If a node fails, GPFS prevents the continuation of I/O from the failing node and replays the file system metadata log for the failed node.

GPFS prevents the continuation of I/O from a failing node through a GPFS-specific fencing mechanism called disk leasing. When a node has access to file systems, it obtains disk leases that allow it to submit I/O. However, when a node fails, that node cannot obtain or renew a disk lease. When GPFS selects another node to perform recovery for the failing node, it first waits until the disk lease for the failing node expires. This allows for the completion of previously submitted I/O and provides for a consistent file system metadata log. Waiting for the disk lease to expire also avoids data corruption in the subsequent recovery step.

To reduce the amount of time it takes for disk leases to expire, you can use Persistent Reserve (SCSI-3 protocol). If Persistent Reserve (configuration parameter: usePersistentReserve) is enabled, GPFS prevents the continuation of I/O from a failing node by fencing the failed node that uses a feature of the disk subsystem called Persistent Reserve. Persistent Reserve allows the failing node to recover faster because GPFS does not need to wait for the disk lease on the failing node to expire. For additional information, refer to Reduced recovery time by using Persistent Reserve. For further information about recovery from node failure, see Installation and configuration issues.

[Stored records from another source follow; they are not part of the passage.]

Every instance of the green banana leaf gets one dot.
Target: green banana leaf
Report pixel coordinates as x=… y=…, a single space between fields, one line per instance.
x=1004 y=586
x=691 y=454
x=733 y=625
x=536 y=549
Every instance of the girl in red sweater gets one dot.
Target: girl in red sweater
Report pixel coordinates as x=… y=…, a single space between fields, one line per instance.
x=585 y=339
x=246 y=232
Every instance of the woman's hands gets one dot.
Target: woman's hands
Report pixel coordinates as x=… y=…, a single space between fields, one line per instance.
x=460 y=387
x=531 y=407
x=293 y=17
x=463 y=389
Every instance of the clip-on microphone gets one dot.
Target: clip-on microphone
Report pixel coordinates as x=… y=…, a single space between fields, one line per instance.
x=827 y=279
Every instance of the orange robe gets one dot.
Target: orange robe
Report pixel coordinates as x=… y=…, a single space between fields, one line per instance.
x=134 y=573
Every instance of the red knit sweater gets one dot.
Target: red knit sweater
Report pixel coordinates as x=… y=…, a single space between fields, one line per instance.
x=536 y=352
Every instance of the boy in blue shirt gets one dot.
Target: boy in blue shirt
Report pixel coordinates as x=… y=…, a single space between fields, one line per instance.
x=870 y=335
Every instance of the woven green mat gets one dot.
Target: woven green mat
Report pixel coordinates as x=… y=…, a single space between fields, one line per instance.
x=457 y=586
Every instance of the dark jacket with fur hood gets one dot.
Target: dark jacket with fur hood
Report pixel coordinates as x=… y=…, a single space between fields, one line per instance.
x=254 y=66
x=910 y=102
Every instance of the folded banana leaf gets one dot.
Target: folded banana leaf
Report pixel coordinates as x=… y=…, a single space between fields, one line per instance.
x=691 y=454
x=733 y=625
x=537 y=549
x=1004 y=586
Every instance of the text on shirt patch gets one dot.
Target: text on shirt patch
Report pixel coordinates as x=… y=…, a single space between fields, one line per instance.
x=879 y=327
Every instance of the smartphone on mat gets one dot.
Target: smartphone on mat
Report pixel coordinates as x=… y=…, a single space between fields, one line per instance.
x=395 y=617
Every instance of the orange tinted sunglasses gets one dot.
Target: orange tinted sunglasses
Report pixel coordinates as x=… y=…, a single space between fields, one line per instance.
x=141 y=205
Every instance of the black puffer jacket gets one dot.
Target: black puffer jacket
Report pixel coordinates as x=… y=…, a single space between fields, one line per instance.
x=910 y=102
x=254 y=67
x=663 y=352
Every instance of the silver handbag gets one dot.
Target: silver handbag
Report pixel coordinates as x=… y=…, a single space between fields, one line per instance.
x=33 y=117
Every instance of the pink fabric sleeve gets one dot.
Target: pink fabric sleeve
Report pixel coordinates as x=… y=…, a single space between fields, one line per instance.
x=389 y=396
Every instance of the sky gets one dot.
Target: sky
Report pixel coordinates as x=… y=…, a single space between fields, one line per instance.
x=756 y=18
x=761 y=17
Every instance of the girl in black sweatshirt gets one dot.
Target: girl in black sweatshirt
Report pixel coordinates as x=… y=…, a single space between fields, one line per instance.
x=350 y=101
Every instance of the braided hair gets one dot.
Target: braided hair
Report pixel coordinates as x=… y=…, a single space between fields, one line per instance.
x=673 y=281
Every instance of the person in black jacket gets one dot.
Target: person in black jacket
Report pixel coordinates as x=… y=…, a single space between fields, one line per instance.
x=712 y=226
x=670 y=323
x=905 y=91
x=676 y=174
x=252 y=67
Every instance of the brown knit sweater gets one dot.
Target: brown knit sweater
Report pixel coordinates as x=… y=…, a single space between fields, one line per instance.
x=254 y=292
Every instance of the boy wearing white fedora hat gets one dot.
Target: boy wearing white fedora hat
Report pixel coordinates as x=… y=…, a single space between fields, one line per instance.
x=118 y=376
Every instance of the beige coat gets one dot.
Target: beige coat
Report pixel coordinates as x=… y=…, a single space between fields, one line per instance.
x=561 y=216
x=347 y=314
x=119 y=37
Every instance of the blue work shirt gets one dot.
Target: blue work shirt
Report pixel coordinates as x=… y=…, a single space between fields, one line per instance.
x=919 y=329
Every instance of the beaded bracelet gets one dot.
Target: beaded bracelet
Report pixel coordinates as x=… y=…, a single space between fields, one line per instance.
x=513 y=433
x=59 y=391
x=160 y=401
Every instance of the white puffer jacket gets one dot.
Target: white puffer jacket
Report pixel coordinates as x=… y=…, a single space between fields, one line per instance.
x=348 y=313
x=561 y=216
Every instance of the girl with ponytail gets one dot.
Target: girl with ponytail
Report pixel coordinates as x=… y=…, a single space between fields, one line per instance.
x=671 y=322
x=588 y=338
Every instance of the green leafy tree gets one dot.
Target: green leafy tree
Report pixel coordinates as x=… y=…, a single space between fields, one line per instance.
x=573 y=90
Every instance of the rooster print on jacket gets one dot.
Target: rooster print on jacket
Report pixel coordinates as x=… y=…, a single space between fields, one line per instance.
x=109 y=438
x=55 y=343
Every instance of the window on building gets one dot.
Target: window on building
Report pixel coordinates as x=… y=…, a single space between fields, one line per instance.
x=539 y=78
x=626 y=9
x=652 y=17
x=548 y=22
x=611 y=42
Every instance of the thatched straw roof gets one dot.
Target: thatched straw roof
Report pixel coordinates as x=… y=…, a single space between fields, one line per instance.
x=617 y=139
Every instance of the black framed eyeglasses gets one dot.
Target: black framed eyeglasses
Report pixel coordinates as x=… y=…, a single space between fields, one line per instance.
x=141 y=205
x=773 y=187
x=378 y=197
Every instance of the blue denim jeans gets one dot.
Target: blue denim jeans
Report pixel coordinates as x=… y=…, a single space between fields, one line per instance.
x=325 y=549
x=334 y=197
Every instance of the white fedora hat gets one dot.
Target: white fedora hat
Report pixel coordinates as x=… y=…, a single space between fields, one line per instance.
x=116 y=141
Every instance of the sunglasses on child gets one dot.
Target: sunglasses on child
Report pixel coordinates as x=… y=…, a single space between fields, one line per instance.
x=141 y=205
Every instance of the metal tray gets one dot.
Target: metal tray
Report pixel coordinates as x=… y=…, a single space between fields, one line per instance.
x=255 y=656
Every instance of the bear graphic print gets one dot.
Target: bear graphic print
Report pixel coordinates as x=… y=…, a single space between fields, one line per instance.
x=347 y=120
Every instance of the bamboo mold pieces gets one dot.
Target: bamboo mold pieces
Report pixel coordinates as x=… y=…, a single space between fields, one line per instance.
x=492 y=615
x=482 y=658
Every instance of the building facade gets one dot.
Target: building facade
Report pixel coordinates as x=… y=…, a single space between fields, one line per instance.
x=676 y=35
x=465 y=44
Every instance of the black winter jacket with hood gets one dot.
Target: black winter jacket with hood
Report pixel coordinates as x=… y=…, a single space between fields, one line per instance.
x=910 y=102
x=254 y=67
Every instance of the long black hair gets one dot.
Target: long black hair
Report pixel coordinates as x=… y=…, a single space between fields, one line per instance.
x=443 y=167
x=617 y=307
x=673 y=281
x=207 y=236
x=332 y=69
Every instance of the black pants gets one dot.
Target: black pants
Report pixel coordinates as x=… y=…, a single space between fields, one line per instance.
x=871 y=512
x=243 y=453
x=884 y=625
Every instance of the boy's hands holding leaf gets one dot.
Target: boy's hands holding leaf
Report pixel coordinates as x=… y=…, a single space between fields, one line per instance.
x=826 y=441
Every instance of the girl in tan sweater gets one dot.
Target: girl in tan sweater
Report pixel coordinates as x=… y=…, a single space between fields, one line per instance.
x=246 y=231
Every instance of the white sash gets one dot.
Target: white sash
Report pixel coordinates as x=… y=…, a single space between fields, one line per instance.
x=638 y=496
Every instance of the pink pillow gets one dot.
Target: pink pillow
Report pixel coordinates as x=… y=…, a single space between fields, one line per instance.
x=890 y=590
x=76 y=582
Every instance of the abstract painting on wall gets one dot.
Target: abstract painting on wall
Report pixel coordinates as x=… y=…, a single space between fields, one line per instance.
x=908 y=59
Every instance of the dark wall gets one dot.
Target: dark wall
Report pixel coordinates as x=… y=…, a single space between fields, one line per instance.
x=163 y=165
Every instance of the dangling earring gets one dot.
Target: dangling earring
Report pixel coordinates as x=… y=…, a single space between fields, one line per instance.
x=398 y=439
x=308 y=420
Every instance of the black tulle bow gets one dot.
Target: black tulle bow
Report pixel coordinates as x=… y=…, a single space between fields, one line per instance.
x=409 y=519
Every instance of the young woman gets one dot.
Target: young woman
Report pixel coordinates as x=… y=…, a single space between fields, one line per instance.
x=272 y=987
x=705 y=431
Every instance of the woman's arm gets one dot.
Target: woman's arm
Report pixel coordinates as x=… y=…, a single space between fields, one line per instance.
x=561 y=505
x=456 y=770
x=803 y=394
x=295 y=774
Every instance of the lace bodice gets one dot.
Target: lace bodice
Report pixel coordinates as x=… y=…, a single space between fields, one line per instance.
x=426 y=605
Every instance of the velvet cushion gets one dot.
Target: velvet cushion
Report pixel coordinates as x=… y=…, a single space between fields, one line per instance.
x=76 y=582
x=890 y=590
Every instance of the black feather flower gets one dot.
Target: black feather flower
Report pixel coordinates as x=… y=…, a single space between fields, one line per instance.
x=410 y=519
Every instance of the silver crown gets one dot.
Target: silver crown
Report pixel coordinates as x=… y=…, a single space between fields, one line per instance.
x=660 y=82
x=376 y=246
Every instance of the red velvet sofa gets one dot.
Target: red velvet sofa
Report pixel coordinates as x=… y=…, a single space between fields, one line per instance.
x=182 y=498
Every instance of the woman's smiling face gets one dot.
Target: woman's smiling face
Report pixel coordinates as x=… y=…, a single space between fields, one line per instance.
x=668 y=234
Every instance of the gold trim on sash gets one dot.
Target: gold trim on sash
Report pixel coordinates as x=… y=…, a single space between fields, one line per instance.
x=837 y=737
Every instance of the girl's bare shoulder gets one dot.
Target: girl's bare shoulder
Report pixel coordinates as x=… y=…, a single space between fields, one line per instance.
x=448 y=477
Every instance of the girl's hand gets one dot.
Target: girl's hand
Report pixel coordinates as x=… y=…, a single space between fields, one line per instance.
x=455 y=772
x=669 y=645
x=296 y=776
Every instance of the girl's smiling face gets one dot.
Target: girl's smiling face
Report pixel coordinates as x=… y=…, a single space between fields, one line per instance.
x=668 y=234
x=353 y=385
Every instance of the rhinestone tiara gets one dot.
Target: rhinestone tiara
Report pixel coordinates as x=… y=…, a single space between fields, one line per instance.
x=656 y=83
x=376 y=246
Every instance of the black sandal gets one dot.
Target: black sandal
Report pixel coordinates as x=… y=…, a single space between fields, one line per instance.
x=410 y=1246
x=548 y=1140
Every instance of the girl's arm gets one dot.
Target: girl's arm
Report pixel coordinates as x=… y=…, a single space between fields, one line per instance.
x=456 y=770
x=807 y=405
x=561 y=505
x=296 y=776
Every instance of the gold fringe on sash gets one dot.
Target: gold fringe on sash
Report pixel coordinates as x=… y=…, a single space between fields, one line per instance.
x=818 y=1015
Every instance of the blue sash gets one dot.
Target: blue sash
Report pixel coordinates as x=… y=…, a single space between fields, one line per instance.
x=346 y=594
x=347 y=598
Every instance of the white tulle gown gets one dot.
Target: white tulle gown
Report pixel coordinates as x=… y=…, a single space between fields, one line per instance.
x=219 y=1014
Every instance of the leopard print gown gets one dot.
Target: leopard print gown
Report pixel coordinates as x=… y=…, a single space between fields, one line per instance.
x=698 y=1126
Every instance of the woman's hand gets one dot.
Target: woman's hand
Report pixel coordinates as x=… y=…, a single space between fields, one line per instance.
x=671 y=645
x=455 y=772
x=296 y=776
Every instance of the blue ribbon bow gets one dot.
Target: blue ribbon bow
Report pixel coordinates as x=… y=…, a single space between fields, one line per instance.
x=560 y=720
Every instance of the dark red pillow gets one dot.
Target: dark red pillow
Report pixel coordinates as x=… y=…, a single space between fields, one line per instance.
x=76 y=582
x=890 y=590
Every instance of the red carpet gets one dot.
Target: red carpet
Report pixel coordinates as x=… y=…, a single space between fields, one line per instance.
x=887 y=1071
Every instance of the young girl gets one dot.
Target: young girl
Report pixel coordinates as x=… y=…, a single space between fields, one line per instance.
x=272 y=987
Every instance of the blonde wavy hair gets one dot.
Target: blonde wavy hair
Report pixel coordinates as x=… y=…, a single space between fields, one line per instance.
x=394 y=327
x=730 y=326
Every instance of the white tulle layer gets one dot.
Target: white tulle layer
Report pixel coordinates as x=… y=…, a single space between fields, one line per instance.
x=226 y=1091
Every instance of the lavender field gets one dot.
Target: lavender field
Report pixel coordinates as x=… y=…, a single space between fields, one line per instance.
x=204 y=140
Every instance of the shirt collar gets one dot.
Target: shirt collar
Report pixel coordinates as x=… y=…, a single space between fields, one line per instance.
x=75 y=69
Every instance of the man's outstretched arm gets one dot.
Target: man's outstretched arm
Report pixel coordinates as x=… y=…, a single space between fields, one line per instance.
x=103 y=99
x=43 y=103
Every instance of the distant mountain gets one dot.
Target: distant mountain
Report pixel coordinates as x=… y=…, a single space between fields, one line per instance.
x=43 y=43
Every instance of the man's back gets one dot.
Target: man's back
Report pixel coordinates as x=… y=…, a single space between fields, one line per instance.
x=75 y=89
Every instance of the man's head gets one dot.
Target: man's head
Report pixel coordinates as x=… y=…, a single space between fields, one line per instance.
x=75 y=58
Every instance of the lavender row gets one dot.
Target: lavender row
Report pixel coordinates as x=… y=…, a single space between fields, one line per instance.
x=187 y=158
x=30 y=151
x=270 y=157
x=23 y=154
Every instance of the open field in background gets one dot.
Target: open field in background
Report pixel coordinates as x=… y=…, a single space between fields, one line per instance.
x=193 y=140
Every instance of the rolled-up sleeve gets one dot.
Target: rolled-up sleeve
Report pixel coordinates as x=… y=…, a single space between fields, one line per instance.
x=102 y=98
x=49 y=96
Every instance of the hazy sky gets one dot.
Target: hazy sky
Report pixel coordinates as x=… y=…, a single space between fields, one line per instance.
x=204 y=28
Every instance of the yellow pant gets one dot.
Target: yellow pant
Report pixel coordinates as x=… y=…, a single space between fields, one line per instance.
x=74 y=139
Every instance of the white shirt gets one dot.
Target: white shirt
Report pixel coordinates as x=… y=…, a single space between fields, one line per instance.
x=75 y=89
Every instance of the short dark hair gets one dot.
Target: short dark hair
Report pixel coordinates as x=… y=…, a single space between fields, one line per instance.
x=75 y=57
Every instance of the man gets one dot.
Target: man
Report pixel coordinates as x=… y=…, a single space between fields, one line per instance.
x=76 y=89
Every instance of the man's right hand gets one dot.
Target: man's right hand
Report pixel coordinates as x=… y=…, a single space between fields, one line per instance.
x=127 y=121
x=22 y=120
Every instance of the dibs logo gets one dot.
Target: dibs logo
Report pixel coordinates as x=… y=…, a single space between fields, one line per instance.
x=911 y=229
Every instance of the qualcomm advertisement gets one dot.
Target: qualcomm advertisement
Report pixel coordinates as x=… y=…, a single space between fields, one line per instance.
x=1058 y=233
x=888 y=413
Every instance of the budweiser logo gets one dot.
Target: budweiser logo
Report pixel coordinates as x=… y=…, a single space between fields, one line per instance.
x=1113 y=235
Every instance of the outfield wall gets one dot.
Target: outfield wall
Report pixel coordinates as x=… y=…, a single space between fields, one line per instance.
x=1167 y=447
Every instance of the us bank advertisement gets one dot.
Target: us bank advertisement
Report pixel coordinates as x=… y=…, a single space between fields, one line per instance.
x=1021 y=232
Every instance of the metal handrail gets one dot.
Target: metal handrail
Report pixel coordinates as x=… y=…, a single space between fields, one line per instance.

There is a temporary impact to I/O during file system recovery from node failure. Recovery involves rebuilding metadata structures that might be under modification at the time of the failure. If the failing node is acting as the file system manager when it fails, the delay is longer and proportional to the level of activity on the file system at the time of failure. In this case, the failover file system management task happens automatically to a surviving node.

Managing node failures also involves sizing the solution adequately so that remaining nodes in the cluster can support a node down situation such as a planned system maintenance or an unplanned node failure in terms of bandwidth and throughput. For protocols, this includes supporting SMB, NFS, or Object connections that have to fail over to another CES node in the cluster if a node fails.